With Oracle database 19c, Oracle introduced a feature that allows some DML done on standby database be redirected to the primary database and the shipped by archivelogs again to standby. Note, this is not recomended for usage with intense workloads, because of performance matters, use more, cpu, network and etc. Just mention this features for you follow up some improvements on the product on each version. Today we will talk about one more enhancement that make it easier DBA’s life time to time.
Sometimes, because of some hardware failures, human failures, bugs or even some reconfiguration, we need to recreate the standby database, and on Oracle 18c and onwards, Oracle has introduced a single RMAN command to performance the whole resynchronization from standby databases over network. I don’t need to tell you that is no suitable perform multi-terabyte database restoration over network, most of time (you can have a dedicated network to play with).
 
 
Benefits
 
  • Simplicity to create or recreate the standby database
  • Best control of the process
 
Scenario
 
  • Primary database: orclcdb
  • Standby database: orclstb
 
The primary database and also the standby are managed by Dataguard broker (DGMGRL), I like to use this command line utility to manage the Dataguard environments. It helps to perform all dataguard administration like switchover, configure and a lot more of tasks in a Dataguard environment, if you want to have more information about this incredible tool, please refer the official documentation on the link https://docs.oracle.com/en/database/oracle/oracle-database/19/dgbkr/index.html
 
 
Verification
 
As I mentioned before, using the command line interface from Dataguard Broker, we can use the command show configuration to display the configuration made by us, previously, in our case, on this Dataguard configuration we have the primary database orclcdb and also the standby database orclstb, we can have multiple standby databases and also ZDLRA registered on broker. We will cause some damage on standby database just to show how to solve it on this article, by removing a datafile, let’s say system01.dbf, just for fun.
              We can see on the imagem below, there are no problems there, like a gap or any other kind of issues, in this case, if we lose the primary database, the standby will be able to become the primary database with just a manual switchover. It is also possible to automate this task, by configuring Fast-Start Failover.
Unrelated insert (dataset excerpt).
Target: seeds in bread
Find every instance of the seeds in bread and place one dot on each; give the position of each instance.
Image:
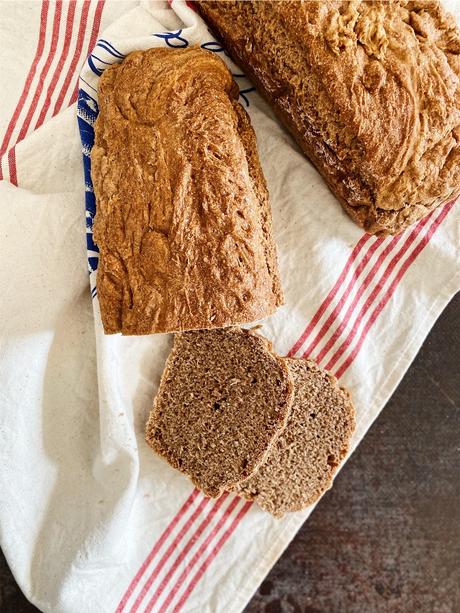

Causing some damage on standby

 

              On the follwoing image, we can verify all belonging datafiles from our standby database, where we will cause some damage and recover it just using recover standby database from service. The list below, shows all datafiles from our standby (orclstb)
Now, we will remove the main datafile on the standby, /u01/app/oracle/oradata/ORCLSTB/system01.dbf
As we expected, after remove, one of the datafiles on purpose, our environment crashed, look:

Disabling the apply on standby database

 

            Before to initiate with the recover process, from this standby database, we will neneed  stop the archivelog synchronization, to do that, we can use the commands below, to edit the state of the database within broker. If you don’t do that, we will face this error:

 

starting media recovery

media recovery failed

RMAN-00571: ===========================================================

RMAN-00569: =============== ERROR MESSAGE STACK FOLLOWS ===============

RMAN-00571: ===========================================================

RMAN-03002: failure of recover command at 01/19/2020 11:16:26

RMAN-03015: error occurred in stored script Memory Script

RMAN-11003: failure during parse/execution of SQL statement: alter database recover

 if needed standby start

ORA-01153: an incompatible media recovery is active


        As we can see, the command to stop apply on DGMGRL was issued, and now, no more error will happen.
            After stopping the recover, we just need to login on RMAN and issue the command recover standby database from service, as we can follow up on upcomming lines of this article:

 

[oracle@ora19c ~]$ rman target=sys/oracle@orclstb




Recovery Manager: Release 19.0.0.0.0 - Production on Sun Jan 19 11:27:59 2020

Version 19.3.0.0.0




Copyright (c) 1982, 2019, Oracle and/or its affiliates.  All rights reserved.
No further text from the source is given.